Нина ей нравилась, наши планы она знала. Мне мама сказала:
— Я верю в такую любовь. Дай бог вам счастья.
Нинины родители посмеивались над нами, однако мы этому значения не придавали, думали, уговорим их, уломаем.
Когда окончили школу, Нина подарила мне портрет… не свой (ее фотография у меня была давно), а его… Сталина. Надпись сделала на обороте — клятва своего рода: «Родной Коля, я клянусь, что люблю тебя на всю жизнь. Твоя Нина. Пишу специально на фотографии дорогого нам всем человека».

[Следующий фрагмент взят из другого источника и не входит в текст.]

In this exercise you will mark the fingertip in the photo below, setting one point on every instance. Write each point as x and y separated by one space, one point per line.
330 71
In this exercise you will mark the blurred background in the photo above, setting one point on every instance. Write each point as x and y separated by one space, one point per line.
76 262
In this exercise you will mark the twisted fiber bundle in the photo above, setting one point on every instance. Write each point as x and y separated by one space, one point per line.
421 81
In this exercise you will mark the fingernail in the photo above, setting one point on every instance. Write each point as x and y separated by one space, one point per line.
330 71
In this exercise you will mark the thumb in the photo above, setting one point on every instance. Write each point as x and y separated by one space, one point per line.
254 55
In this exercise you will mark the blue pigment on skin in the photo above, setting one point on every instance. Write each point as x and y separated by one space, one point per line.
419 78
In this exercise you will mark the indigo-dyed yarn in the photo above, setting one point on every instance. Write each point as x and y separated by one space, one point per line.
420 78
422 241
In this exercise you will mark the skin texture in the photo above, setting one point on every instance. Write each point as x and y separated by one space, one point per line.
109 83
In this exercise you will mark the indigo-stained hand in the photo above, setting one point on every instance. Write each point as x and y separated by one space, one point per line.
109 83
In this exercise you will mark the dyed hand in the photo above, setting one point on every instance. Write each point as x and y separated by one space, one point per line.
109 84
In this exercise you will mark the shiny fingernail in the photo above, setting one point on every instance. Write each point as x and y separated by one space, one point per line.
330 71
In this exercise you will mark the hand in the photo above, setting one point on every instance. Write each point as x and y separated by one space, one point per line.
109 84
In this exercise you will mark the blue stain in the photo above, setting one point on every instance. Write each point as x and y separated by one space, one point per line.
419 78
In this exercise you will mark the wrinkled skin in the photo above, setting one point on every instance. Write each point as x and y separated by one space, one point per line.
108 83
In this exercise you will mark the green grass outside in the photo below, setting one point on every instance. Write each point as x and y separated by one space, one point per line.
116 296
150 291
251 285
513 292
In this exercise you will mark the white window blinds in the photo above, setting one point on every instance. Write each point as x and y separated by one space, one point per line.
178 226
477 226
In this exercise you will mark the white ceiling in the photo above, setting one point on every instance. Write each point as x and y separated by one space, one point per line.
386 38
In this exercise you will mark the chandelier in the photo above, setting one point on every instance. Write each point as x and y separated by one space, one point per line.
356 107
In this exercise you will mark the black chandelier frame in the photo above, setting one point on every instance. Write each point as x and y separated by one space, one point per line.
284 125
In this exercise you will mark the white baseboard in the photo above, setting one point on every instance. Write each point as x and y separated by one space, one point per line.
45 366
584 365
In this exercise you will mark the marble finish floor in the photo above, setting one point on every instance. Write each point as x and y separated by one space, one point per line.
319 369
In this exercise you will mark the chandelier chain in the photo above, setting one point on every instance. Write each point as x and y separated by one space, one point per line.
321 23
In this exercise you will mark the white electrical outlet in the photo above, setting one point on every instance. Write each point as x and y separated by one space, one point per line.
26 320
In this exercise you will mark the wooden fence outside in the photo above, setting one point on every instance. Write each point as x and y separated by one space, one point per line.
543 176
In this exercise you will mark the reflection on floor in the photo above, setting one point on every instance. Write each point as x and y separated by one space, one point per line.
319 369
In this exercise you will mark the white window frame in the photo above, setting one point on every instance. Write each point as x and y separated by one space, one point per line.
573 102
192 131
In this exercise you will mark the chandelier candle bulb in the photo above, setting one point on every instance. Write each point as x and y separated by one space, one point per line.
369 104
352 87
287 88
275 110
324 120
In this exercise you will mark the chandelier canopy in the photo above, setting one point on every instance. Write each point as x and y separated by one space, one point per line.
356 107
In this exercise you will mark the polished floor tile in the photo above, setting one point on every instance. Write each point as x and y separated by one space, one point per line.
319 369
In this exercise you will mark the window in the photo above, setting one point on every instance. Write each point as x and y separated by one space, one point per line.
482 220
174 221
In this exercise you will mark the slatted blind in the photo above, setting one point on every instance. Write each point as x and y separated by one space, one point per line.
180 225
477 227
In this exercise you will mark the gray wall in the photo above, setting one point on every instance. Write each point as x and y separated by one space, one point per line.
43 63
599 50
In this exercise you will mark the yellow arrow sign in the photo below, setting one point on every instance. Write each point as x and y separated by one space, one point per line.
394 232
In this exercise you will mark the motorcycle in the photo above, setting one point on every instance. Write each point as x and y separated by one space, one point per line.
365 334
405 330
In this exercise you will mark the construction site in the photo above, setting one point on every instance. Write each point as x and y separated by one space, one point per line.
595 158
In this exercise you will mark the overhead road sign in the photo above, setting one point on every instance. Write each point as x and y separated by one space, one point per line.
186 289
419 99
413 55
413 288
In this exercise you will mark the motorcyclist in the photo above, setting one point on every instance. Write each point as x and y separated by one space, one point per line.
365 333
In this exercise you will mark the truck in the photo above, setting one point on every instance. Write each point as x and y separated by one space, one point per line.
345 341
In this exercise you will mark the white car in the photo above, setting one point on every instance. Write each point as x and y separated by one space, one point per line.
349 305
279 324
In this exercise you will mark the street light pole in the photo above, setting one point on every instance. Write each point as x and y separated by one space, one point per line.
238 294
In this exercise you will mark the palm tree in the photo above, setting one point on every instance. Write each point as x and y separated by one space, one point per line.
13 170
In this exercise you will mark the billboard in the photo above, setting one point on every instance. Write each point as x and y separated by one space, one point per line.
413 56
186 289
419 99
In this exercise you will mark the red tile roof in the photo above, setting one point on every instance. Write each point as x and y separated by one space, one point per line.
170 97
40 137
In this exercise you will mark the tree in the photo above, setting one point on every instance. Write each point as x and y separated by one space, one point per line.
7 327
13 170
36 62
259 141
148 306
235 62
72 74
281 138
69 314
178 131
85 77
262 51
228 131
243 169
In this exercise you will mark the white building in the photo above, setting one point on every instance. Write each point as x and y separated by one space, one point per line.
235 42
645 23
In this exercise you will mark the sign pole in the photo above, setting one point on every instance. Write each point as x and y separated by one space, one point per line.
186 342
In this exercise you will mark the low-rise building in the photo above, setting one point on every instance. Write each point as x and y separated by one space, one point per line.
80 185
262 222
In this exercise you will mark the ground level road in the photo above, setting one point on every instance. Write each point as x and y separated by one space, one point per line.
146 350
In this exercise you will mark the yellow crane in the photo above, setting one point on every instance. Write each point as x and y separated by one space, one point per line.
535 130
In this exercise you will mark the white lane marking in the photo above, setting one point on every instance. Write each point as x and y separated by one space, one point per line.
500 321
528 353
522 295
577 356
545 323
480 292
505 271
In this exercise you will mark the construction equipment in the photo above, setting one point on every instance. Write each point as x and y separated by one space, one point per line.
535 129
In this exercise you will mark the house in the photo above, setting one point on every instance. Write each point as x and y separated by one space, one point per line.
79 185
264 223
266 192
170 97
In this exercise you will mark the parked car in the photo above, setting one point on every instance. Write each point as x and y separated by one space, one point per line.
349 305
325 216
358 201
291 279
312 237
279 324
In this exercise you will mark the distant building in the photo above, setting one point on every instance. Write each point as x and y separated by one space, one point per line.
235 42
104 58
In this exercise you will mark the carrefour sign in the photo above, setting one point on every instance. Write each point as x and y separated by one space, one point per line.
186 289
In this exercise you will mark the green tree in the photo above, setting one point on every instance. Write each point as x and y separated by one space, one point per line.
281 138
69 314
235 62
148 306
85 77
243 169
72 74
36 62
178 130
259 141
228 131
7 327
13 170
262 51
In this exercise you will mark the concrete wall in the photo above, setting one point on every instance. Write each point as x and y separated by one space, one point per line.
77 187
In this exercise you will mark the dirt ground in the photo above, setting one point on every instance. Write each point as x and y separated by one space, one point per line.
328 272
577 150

После школы я поступил на курсы чертежников, окончил и устроился в проектную контору. Нина держала экзамены в химический вуз, и ее приняли, как дочь рабочего. Даже стипендию положили. Посоветовались мы с моей мамой и решили объявить ее родителям о своей женитьбе. Чего же тянуть, если у нас любовь, мы друг без дружки не можем и у нас есть для семьи материальная база?
Пришел я к ним, объявил наше решение. Мать ее в плач:
— Нина, он же еще сопливый мальчишка.
Отец покруче выразился:
— Ты не видишь, глупая, что ли? Он легкомысленный и озорной. Я ему паршивую собачонку не доверил бы, не только тебя.
Махал руками и под конец выгнал меня. Строго-настрого запретил встречаться. Уж что я ни придумывал, ни предпринимал! Он хитрее и ловчее оказался. Мама моя пошла к ним, он и ее не стал слушать.